A DEAL announced to Hong Kong's stock exchange could result in a syndicate developing an "ultra super critical" coal-fired power station outside Kurri Kurri.
Kaisun Holdings announced it had entered a memorandum of understanding for the joint development of "two 1000-megawatt ultra super critical" coal-fired power plants in the Hunter Economic Zone.
At that size, it would more than replace AGL's ailing Liddell power plant, with its 1680MW-capacity, that is due to close in 2022.
The Nature Conservation Council (NCC) has called on all state parties to block the proposal.
“The way Ms Berejiklian and Mr Daley respond to this latest threat will be a test of their commitment to a forward-looking climate and energy policy," NCC chief executive Kate Smolski said.

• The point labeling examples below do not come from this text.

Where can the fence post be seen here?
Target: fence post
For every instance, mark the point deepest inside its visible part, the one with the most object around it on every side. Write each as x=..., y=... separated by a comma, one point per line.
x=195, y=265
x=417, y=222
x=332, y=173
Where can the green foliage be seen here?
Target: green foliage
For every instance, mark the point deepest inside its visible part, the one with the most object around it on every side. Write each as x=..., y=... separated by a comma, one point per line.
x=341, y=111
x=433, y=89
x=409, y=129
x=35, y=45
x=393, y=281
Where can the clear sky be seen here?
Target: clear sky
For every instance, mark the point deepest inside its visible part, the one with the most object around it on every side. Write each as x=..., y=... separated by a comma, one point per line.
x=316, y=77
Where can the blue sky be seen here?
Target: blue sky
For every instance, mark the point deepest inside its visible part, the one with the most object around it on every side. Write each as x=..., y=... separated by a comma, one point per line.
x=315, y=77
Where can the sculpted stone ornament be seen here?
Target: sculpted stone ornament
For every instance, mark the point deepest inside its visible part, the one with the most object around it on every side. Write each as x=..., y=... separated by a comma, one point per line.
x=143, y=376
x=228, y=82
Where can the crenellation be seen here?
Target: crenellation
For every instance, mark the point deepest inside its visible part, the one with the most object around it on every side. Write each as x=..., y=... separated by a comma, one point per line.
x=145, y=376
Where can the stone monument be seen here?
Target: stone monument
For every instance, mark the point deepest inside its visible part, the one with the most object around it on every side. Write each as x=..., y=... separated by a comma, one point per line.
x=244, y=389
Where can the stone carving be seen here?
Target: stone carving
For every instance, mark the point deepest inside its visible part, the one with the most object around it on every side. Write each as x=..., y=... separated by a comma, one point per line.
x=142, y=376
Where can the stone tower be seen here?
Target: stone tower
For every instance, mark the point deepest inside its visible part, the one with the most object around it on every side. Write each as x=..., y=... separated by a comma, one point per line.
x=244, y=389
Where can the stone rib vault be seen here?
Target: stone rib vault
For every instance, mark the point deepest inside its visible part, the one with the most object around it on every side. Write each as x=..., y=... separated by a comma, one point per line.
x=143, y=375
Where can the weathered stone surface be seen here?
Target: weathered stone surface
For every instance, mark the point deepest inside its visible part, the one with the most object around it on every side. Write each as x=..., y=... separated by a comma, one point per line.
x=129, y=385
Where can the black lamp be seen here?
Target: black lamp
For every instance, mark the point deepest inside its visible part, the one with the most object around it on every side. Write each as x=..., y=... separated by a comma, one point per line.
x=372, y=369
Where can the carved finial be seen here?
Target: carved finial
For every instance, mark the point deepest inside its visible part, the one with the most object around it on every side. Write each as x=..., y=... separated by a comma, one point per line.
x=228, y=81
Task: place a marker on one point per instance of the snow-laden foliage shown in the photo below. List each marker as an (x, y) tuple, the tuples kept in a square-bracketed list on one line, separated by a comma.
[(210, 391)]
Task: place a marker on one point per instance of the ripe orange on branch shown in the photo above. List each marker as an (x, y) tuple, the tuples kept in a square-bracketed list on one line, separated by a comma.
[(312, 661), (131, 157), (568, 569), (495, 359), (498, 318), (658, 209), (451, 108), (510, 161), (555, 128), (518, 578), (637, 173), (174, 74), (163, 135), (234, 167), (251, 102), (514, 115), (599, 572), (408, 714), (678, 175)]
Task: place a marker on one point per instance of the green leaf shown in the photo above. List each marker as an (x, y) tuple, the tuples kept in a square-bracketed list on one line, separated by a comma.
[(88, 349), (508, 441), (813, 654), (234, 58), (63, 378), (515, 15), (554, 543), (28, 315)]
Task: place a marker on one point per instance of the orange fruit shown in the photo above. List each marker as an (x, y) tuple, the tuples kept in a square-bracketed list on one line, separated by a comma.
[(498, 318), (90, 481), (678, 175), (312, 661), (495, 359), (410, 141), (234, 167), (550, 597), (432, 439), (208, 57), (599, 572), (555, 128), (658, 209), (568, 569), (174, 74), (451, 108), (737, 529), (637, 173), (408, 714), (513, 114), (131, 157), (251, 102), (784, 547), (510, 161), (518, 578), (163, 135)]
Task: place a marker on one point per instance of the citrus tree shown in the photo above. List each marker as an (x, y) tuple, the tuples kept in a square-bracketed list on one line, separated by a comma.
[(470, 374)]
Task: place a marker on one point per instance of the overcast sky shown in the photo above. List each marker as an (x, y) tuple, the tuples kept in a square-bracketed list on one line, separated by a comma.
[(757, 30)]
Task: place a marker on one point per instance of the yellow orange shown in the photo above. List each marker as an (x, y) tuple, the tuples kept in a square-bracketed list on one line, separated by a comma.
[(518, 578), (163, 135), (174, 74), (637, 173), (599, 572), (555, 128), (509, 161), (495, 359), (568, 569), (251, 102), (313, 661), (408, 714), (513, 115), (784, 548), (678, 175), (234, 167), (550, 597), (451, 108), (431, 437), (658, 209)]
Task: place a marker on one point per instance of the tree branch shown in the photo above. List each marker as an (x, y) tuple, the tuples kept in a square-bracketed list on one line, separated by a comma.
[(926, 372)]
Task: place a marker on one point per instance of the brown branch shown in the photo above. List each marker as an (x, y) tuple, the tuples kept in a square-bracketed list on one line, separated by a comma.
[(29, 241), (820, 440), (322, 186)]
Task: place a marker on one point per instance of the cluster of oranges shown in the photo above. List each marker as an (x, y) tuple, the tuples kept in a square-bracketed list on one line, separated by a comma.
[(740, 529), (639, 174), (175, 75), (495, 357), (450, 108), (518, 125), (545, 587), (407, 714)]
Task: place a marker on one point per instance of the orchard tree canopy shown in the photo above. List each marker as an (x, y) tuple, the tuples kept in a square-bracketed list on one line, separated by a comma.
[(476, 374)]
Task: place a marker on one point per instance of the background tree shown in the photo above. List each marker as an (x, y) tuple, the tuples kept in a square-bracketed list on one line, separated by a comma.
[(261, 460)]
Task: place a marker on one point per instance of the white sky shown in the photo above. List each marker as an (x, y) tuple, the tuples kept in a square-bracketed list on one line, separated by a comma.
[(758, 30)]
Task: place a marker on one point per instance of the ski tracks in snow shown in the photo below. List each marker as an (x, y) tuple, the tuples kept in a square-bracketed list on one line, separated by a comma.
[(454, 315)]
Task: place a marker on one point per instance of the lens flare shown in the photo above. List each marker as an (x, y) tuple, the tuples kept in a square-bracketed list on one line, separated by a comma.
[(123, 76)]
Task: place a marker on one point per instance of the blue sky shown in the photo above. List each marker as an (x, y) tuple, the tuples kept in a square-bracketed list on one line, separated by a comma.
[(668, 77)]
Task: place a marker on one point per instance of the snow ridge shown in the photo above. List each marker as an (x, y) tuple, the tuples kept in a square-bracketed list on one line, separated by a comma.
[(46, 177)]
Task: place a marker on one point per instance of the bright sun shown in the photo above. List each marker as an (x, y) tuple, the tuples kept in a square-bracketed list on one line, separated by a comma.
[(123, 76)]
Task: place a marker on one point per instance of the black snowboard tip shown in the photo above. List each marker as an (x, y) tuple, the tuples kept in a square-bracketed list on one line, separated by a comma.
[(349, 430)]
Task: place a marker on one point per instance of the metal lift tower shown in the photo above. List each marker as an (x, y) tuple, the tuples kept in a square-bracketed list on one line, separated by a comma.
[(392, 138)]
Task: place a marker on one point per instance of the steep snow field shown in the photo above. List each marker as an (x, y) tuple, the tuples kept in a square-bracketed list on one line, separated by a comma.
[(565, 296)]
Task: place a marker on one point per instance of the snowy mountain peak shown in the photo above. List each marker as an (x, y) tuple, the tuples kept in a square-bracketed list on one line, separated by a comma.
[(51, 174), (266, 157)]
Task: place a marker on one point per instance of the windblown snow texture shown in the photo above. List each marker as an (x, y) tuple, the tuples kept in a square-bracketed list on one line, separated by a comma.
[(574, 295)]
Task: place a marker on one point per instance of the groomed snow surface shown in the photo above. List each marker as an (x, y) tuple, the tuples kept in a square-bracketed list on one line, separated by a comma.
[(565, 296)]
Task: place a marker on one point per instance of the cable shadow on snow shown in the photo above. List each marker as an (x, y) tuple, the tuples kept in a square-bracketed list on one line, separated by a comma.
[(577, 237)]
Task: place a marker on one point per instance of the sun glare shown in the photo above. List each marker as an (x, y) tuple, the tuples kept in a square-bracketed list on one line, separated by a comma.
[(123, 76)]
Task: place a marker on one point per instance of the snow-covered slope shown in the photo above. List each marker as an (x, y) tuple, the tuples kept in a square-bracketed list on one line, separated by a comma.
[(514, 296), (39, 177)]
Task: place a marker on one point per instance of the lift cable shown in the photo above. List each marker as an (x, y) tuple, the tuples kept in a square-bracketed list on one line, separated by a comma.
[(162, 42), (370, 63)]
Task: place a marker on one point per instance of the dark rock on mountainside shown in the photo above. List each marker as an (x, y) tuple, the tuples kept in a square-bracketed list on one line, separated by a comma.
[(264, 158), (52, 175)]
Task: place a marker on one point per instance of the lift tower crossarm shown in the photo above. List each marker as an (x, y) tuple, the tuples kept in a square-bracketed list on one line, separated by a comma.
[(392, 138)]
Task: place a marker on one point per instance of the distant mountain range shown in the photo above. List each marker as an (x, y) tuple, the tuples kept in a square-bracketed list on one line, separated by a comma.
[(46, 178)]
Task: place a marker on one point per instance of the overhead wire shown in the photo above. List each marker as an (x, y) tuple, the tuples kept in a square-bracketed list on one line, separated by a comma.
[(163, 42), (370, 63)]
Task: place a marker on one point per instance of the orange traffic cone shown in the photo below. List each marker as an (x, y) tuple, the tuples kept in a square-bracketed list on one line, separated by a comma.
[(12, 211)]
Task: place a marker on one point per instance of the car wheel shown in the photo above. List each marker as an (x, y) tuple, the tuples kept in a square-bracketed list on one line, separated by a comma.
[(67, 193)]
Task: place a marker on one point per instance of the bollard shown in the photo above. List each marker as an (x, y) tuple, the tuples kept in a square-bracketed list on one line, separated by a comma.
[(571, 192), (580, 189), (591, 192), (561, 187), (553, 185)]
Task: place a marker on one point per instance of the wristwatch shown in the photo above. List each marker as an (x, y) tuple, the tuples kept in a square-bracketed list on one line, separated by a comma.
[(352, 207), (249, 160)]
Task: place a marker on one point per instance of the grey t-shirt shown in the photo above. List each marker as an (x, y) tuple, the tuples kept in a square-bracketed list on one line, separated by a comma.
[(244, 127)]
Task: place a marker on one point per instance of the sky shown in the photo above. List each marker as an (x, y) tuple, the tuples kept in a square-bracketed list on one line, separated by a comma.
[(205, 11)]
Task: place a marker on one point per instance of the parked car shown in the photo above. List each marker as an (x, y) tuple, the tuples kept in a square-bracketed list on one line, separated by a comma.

The Newcastle Herald understands Cessnock City Council's mayor and general manager have been briefed on the plan.
Kaisun, which is incorporated in the Cayman Islands, said it had entered into "strategic cooperation framework" with China Energy Engineering Group - one of the country's biggest power plant developers.
The two would work with Cavcorp, a Parramatta-registered company with $25,002 in paid up shares that is the "initiator for the project", and which has plans to the develop the HEZ site near Kurri Kurri.
Cessnock mayor Bob Pynsent said Francesco Cavasinni, who Cr Pynsent said owns the HEZ site, had briefed the council a few weeks ago on the "left-field" plan.
According to ASIC records, Mr Cavasinni is the only current shareholder of Cavcorp Australia and is both director and secretary of the company dubbed "initiator for the project", which has $25,002 in paid-up shares.
A Planning spokesman, however, said "there had been no formal application and no meetings with department officials".
Cr Pynsent said the state would decide the plan's future.
A NSW Planning spokesman said there had been no formal application to date and no meetings with officials.
A spokesman for federal energy minister Angus Taylor said the Morrison government was aware of the reports but said it was "not involved in this MOU".
Greens energy spokesman Adam Bandt said the party would fight "tooth and nail" to prevent the plan.
“We’ve just had the hottest summer on record," he said. "We need to close down coal-fired power stations, not build new ones."
The 850-hectare Hunter Economic Zone had been planned to offer a shot in the arm to Kurri Kurri.
Instead, council plans to approve a development at the site were overruled in the Land and Environment Court in 2016 due to the presence of the endangered regent honeyeater.
"The background is that the HEZ has a history of environmental issues and they would have to be sorted before it could go ahead," Cr Pynsent said.